お正月をあけて、1月6日に新居へ引っ越したのが去年のこと。

今の部屋で過ごしてようやく1年なのか、まだ1年なのか、どうにもまごついた感慨の中にいる。

 

そんななかでふと思い出したのが、今の部屋へ移る前に住んでいた部屋のこと。

そこでは6~7年ほどを過ごした。

住心地もよく、周辺の環境も落ち着いていて、特に仕事場との位置取りが好きだった。

 

その部屋は、仕事場からちょうど真東の位置にあり、わたしは朝には自転車で朝日を背に受けながら西へ向かい、夕方にもまた同じようにして東へ帰るという日々を過ごしていた。

この背中に太陽を浴びるというのが、なかなか気持ち良い。

朝の「よし、これから仕事だぞ」という時に背中へ浴びる太陽の光というのは、別に私のためだけのものではないのだが、ちょっとした特別感を与えてくれる。

そうした往路だけでも好きになるには十分なのだけど、一番お気に入りだったのは夏の夕暮れの帰り道だ。

 

夏の17時~18時ごろ、まだ西日が暑い時間に東を向いて歩いていると「お!」と思うような、でっかい雲を見つけることがある。

そういう雲を見つけると、私は振り返って西日を確認し、それからまた東の空を探し始める。

すると、結構な確率で虹を見ることができるのだ。

この夏特有のけぶるような湿気の中で、雲が夕焼けに色づいて、青とオレンジの混じった空に鮮やかな円弧のかかる風景が、私は特に好きだった。

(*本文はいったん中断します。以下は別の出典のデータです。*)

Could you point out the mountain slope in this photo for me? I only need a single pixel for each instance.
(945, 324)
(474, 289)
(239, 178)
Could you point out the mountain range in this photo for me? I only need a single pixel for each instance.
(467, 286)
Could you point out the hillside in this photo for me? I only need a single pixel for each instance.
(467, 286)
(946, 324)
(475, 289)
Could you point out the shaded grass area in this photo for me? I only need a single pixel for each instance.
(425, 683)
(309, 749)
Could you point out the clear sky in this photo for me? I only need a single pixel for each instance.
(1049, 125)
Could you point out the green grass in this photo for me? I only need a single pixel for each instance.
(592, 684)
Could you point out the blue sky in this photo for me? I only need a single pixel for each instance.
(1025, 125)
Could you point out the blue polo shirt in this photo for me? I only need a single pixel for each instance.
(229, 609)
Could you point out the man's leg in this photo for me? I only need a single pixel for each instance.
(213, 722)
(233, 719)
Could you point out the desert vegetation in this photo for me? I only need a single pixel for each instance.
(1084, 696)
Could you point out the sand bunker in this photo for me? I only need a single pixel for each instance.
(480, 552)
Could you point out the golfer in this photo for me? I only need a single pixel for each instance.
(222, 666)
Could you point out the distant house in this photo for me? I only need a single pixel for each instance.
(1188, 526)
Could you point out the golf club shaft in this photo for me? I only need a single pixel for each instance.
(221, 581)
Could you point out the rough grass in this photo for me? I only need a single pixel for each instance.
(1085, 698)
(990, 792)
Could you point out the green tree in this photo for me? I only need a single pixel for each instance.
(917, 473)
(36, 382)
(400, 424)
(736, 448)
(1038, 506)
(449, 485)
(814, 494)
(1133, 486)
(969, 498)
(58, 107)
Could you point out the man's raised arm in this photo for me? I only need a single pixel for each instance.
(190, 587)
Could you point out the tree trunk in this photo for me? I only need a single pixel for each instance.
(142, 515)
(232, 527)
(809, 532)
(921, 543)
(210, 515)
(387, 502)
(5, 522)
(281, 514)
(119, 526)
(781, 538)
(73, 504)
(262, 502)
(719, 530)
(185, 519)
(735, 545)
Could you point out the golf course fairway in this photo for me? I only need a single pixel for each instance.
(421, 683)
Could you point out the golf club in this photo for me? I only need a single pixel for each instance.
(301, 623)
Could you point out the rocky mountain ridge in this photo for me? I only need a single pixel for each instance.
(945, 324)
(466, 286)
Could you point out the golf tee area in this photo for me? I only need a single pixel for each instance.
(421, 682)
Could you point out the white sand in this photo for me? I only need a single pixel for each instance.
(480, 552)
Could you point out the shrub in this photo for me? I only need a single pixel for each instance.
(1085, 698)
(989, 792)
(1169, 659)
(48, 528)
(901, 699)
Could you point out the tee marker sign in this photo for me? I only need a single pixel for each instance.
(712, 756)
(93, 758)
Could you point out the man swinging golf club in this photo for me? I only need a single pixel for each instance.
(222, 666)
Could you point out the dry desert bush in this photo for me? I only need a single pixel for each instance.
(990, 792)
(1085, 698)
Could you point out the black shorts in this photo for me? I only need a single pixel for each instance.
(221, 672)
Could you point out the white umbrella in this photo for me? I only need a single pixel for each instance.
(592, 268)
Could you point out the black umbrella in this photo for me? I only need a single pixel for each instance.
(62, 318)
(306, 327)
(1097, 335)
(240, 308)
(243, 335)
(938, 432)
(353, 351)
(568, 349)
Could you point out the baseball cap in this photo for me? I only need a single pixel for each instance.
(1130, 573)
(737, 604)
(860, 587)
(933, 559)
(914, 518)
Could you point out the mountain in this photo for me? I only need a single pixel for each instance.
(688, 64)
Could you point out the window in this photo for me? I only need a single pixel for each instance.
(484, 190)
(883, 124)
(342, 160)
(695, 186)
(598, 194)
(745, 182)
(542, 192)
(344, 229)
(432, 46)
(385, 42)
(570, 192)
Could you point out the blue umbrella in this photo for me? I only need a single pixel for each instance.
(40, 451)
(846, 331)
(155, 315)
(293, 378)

それも、これから家に帰るというタイミングで見るなら格別だ。

普段はスマホばかりで痛めている首を、飽きもせず虹の消えきるまで見上げさせたことも少なくない。

 

そういう特別を思い出して、

「あーそういえば、まだ今の部屋との行き来に、そんな特別ってないなあ」

なんて思い至った。

 

それなら、まだまだこれからっぽい。

1年お疲れさま、契約更新したので、これからよろしくおねがいします。